En ce temps-là, un scribe s'avança. Il les avait entendus discuter et voyait que Jésus leur avait bien répondu. Il lui demanda: "Quel est le premier de tous les commandements?" Jésus répondit: "Le premier, c'est: "Écoute, Israël, le Seigneur notre Dieu est l'unique Seigneur: tu aimeras ton Dieu de tout ton coeur, de toute ton âme, de toute ta pensée et de toute ta force". Voici le second: "Tu aimeras ton prochain comme toi-même". Il n'y a pas d'autre commandement plus grand que ceux-là". Le scribe lui dit: "Très bien, Maître, tu as dit vrai: Il est unique et il n'y en a pas d'autre que lui, et aimer de tout son coeur, de toute son intelligence, de toute sa force, et aimer son prochain comme soi-même, cela vaut mieux que tous les holocaustes et sacrifices". Jésus, voyant qu'il avait répondu avec sagesse, lu dit: "Tu n'es pas loin du Royaume de Dieu". Et personne n'osait plus l'interroger.

 

La question que le scribe –théologien officiel du judaïsme- pose à Jésus était très importante pour deux raisons: parce que le thélogiens mêmes étaient arrivés à formuler jusqu'à 625 règles –qui dérivaient de la Torah, et qui cherchaient à réglementer les moindres détails de la vie quotidienne, et parce que les réponses données à cette question n'étaient pas toujours unanimes.

On comprend que dans cette jungle normative, les gens vont se questionner sur le commandement «le plus important», souhaitant simplifier ce qui était devenu un véritable fardeau.

Et on comprend aussi l'intérêt de la question si l'on considère qu'il y avait des réponses différentes. Pour certains rabbins, le plus grand commandement était, par exemple, l'observance du sabbat.

La réponse de Jésus dans le Quatrième Evangile sera plus radicale encore: «Je vous laisse un commandement, aimez-vous les uns les autres. Comme je vous ai aimés, vous devez vous aussi vous aimer les uns les autres»: Jean 13:34 – elle n'es pas nouvelle.

D'une part, quelque rabbin contemporain, comme Hillel, avait répondu dans le même sens: «Ne fais pas à ton prochain ce que tu ne veux pas qu'il te fasse. Cette phrase résume l'enseignement de la Torah. Le reste n'est que commentaire. Va et apprend-le".

D'autre part, ce que Jésus a fait, c'est mettre un guillemet double pris de la Torah, dans le livre du Deutéronome (6:4-5) et dans le Lévitique (19:18).
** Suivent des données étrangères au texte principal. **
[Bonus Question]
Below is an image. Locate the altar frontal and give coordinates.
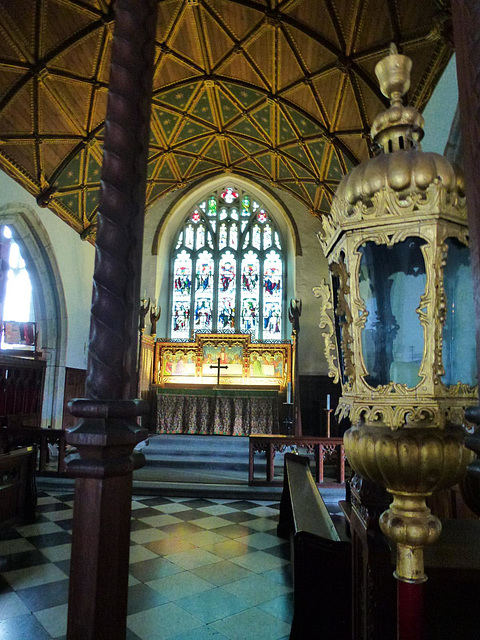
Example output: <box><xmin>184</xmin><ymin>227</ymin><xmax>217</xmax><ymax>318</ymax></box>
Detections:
<box><xmin>154</xmin><ymin>334</ymin><xmax>292</xmax><ymax>435</ymax></box>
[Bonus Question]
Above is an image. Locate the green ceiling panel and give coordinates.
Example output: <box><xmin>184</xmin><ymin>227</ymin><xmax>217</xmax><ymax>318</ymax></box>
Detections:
<box><xmin>192</xmin><ymin>90</ymin><xmax>215</xmax><ymax>124</ymax></box>
<box><xmin>155</xmin><ymin>83</ymin><xmax>198</xmax><ymax>111</ymax></box>
<box><xmin>237</xmin><ymin>159</ymin><xmax>263</xmax><ymax>175</ymax></box>
<box><xmin>87</xmin><ymin>153</ymin><xmax>102</xmax><ymax>184</ymax></box>
<box><xmin>255</xmin><ymin>154</ymin><xmax>272</xmax><ymax>173</ymax></box>
<box><xmin>147</xmin><ymin>183</ymin><xmax>172</xmax><ymax>204</ymax></box>
<box><xmin>291</xmin><ymin>161</ymin><xmax>312</xmax><ymax>180</ymax></box>
<box><xmin>228</xmin><ymin>142</ymin><xmax>245</xmax><ymax>162</ymax></box>
<box><xmin>175</xmin><ymin>140</ymin><xmax>206</xmax><ymax>155</ymax></box>
<box><xmin>238</xmin><ymin>138</ymin><xmax>265</xmax><ymax>154</ymax></box>
<box><xmin>318</xmin><ymin>192</ymin><xmax>330</xmax><ymax>213</ymax></box>
<box><xmin>175</xmin><ymin>153</ymin><xmax>195</xmax><ymax>176</ymax></box>
<box><xmin>217</xmin><ymin>91</ymin><xmax>240</xmax><ymax>123</ymax></box>
<box><xmin>191</xmin><ymin>160</ymin><xmax>217</xmax><ymax>176</ymax></box>
<box><xmin>278</xmin><ymin>160</ymin><xmax>293</xmax><ymax>180</ymax></box>
<box><xmin>230</xmin><ymin>118</ymin><xmax>264</xmax><ymax>140</ymax></box>
<box><xmin>176</xmin><ymin>120</ymin><xmax>212</xmax><ymax>142</ymax></box>
<box><xmin>308</xmin><ymin>140</ymin><xmax>325</xmax><ymax>169</ymax></box>
<box><xmin>155</xmin><ymin>160</ymin><xmax>176</xmax><ymax>180</ymax></box>
<box><xmin>55</xmin><ymin>151</ymin><xmax>84</xmax><ymax>189</ymax></box>
<box><xmin>285</xmin><ymin>182</ymin><xmax>305</xmax><ymax>200</ymax></box>
<box><xmin>56</xmin><ymin>191</ymin><xmax>80</xmax><ymax>220</ymax></box>
<box><xmin>158</xmin><ymin>111</ymin><xmax>182</xmax><ymax>142</ymax></box>
<box><xmin>287</xmin><ymin>107</ymin><xmax>323</xmax><ymax>137</ymax></box>
<box><xmin>205</xmin><ymin>140</ymin><xmax>223</xmax><ymax>162</ymax></box>
<box><xmin>85</xmin><ymin>189</ymin><xmax>100</xmax><ymax>220</ymax></box>
<box><xmin>327</xmin><ymin>150</ymin><xmax>343</xmax><ymax>180</ymax></box>
<box><xmin>252</xmin><ymin>104</ymin><xmax>271</xmax><ymax>137</ymax></box>
<box><xmin>224</xmin><ymin>82</ymin><xmax>265</xmax><ymax>109</ymax></box>
<box><xmin>278</xmin><ymin>110</ymin><xmax>297</xmax><ymax>144</ymax></box>
<box><xmin>303</xmin><ymin>181</ymin><xmax>318</xmax><ymax>206</ymax></box>
<box><xmin>284</xmin><ymin>145</ymin><xmax>310</xmax><ymax>167</ymax></box>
La nouveauté, en tout cas, c'est d'unir les deux commandements, en établissant un lien indissoluble entre eux. Il n'y a qu'un seul amour. Et, en clé religieuse, il est impossible d'aimer Dieu si tu n'aimes pas ton prochain, comme il sera reccueilli plus tard dans la Première Lettre de saint Jean: «Celui qui n'aime pas son frère qu'il voit, ne saurait aimer le Dieu qu'il ne voit pas» (1 Jn 4:20).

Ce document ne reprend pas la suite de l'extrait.